I got up a trifle shakily; my hand felt as though it had been trodden on by an elephant and was already beginning to swell. ‘I’m okay, but I think I’ve bust my hand,’ I said.
This proved to be correct, for when I had been taken down to the hospital and X-rayed, they found that I had cracked three of the bones in the palm of my hand. I was lucky, really, not to have had them splintered and crushed through the flesh for my hand had been sandwiched between wood and wood with considerable force.
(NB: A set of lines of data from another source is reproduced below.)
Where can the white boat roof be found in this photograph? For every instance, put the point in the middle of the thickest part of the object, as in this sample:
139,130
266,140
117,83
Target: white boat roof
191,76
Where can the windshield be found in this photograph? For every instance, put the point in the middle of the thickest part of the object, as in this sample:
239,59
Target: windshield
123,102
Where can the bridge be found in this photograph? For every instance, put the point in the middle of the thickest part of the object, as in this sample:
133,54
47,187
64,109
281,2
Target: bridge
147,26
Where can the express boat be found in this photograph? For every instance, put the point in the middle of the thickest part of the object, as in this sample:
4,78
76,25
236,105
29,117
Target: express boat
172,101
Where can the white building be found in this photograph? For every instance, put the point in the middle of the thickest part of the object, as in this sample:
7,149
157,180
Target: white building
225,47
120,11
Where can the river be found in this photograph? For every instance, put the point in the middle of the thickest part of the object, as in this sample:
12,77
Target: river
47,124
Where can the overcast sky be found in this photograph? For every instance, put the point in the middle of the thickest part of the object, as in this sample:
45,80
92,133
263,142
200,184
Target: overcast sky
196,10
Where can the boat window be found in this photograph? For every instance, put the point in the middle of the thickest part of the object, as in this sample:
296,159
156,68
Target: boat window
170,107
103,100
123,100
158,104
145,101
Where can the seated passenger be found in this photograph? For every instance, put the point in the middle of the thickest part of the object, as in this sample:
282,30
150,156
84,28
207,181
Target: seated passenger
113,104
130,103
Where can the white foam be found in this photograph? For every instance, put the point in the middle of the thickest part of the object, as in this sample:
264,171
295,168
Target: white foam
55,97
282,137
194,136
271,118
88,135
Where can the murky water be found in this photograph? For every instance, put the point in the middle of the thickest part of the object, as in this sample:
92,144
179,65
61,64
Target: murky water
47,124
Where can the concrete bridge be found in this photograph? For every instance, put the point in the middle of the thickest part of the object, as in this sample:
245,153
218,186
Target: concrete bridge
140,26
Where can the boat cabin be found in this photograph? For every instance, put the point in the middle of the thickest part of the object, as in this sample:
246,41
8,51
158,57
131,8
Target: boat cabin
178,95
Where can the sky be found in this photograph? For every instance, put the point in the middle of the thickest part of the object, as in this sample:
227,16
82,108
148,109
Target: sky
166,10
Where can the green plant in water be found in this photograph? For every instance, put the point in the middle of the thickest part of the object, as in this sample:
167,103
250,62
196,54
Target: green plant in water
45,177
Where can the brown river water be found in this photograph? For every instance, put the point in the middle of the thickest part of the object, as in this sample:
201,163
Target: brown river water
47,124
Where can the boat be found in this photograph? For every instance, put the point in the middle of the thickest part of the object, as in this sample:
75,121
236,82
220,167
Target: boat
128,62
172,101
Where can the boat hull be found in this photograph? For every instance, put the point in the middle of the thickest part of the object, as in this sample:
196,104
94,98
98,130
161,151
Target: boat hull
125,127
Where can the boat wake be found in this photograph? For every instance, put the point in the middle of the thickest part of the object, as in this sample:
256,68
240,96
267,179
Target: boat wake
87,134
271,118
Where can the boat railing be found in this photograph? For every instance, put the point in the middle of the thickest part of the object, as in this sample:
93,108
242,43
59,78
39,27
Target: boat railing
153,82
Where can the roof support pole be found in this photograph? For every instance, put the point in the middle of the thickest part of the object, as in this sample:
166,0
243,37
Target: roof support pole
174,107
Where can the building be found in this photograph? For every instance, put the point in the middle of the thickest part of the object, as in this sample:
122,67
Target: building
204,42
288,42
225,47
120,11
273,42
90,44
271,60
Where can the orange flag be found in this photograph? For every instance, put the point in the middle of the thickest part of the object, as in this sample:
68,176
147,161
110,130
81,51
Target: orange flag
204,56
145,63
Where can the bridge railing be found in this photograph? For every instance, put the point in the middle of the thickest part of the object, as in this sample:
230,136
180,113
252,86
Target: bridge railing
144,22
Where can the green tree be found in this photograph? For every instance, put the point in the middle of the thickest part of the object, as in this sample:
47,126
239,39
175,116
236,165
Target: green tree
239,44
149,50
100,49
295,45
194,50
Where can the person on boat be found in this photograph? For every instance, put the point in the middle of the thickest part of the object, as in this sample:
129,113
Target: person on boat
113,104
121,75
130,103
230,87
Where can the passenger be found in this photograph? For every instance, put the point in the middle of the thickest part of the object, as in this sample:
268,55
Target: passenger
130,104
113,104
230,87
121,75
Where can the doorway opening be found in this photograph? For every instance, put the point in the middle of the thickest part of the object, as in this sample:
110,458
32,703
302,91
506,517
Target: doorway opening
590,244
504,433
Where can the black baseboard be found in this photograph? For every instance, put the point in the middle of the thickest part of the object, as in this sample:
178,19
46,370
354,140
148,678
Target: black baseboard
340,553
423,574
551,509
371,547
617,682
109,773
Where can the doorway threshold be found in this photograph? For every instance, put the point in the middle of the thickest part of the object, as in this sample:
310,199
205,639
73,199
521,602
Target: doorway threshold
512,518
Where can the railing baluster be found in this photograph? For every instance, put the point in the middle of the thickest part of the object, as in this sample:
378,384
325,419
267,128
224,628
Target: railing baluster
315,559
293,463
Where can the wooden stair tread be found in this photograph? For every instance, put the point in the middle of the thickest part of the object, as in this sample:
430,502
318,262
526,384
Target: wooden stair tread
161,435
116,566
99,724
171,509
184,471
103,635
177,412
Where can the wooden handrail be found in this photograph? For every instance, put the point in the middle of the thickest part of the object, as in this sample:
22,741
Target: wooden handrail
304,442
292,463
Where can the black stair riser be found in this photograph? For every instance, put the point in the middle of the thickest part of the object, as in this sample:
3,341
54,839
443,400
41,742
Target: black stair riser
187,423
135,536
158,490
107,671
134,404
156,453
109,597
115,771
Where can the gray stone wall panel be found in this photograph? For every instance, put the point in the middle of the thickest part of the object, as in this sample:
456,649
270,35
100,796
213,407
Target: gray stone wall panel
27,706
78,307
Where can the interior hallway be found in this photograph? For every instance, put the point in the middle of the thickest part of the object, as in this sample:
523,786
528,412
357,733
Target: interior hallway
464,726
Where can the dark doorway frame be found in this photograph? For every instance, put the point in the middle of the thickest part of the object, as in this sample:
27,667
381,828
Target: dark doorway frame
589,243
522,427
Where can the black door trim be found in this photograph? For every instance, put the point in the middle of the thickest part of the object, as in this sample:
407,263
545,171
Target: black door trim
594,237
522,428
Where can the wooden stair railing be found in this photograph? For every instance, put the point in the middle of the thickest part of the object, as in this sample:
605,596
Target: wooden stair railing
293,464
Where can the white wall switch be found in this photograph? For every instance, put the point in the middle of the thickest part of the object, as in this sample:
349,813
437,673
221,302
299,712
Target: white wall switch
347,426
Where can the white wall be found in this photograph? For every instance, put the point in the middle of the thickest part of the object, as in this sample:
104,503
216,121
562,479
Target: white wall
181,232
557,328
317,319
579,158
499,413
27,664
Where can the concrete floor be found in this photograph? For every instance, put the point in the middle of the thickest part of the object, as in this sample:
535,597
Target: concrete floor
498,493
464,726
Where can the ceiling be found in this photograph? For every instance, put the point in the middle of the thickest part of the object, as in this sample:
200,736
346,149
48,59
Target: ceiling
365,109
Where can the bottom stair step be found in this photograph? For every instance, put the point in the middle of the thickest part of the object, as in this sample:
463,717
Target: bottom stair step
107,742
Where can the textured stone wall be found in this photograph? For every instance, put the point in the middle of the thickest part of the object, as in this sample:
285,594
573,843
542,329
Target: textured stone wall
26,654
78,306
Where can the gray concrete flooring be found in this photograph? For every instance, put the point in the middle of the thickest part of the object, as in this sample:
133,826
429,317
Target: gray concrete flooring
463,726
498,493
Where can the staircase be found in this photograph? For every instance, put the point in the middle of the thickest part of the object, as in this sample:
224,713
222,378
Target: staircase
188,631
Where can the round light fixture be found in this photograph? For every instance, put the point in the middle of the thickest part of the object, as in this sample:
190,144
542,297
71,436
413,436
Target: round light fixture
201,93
I was given pain-killers which did everything but kill pain – and told to stay off work for forty-eight hours to allow the bones to settle, as the doctor put it.
This was my first honourable wound in the course of duty, as it were, and so I was gratified that Mrs Bailey treated me with the concern and respect for one who, if he had not actually won the V.C., had come very close to it.
That evening I was sitting by the fire nursing my aching hand when Charlie came home.
‘Well, boy, you’d better get packed up,’ he greeted me.
‘Packed up? Whatever are you talking about, Charlie?’ asked Mrs Bailey.
‘Heard just now from the office,’ said Charlie, wiggling his slippered feet appreciatively in front of the fire. ‘We’re to go home at the end of the week.’